Aug 04, 2023
4 min read

Bypassing Facial Recognition — How to Detect Deepfakes and Other Fraud

In this article, we explain how fraudsters bypass facial verification and provide insights into choosing the most reliable anti-fraud solutions.

Since the dawn of facial biometric verification, fraudsters have been looking for ways to bypass it—from simple paper masks to sophisticated deepfake technology. 

Deepfakes have been on the rise for the last several years, leading countries to tackle the spread of AI-generated accounts. In July 2022, the European Union planned to force tech companies to police manipulative accounts and content on their platforms. And in 2023, the EU announced the AI Act, which will separate artificial technologies into several groups of risks, as the EU believes they can be used for criminal purposes.
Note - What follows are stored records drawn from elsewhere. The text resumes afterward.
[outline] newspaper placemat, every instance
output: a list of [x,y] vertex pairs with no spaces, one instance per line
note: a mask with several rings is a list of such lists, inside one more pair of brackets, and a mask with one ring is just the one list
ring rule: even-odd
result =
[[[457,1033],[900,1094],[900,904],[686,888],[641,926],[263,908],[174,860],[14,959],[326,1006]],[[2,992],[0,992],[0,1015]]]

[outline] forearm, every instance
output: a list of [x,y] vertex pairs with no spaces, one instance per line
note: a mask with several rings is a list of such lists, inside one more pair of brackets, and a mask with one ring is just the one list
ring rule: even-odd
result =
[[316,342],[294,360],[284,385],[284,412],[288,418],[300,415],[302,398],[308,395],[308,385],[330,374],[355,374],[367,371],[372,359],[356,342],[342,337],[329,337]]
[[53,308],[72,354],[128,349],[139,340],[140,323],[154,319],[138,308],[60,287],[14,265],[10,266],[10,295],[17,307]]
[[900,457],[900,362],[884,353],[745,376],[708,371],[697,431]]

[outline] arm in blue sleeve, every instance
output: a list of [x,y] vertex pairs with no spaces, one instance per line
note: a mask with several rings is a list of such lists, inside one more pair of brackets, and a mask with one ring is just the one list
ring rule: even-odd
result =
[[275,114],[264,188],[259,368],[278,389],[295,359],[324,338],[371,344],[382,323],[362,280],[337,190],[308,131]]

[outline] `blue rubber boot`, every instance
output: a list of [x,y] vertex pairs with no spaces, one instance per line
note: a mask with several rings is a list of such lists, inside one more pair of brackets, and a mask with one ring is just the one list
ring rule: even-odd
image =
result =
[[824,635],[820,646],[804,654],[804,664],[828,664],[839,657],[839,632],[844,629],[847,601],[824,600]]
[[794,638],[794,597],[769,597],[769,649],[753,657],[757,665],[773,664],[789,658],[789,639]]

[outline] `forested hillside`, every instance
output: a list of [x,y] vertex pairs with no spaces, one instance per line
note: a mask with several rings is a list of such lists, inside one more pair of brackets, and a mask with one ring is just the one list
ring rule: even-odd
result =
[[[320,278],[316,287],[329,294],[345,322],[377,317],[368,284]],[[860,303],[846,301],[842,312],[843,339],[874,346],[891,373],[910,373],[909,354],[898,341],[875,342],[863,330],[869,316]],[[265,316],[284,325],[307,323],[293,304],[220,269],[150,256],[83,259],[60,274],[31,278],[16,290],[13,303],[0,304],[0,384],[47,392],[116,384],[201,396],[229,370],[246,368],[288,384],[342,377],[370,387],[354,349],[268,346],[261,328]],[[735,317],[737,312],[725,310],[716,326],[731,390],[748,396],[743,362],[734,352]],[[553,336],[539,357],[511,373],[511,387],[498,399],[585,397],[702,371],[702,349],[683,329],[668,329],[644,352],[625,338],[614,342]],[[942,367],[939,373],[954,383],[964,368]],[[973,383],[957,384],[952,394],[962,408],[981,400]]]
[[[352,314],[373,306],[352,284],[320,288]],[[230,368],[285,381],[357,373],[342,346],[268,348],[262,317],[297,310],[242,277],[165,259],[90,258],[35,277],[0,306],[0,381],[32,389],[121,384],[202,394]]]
A deep dive into how dangerous deepfakes are and how they are created as well as how much they cost to produce

As deepfakes continue to spread like wildfire—along with increased regulatory scrutiny—it’s necessary for businesses to ensure that their facial recognition systems work flawlessly. That’s why we at Sumsub have prepared this article on the two main methods of bypassing facial recognition, along with tips on choosing the best face verification solution.

Method 1: Spoofing

When it comes to spoofing, there’s a wide range of technologies that can be used. Some of the most primitive ones include silicone masks—which, surprisingly, have been able to fool big tech companies over the years. However, nowadays, fraudsters are getting into more advanced forms of spoofing, including deepfakes. Let’s dive into each method. 

Using pictures

In the era of social media, fraudsters can obtain almost anyone’s picture and use it to fool face verification. Therefore, if facial biometric technology does not analyze  certain characteristics of an image, fraudsters can simply use social media images to hack devices and accounts.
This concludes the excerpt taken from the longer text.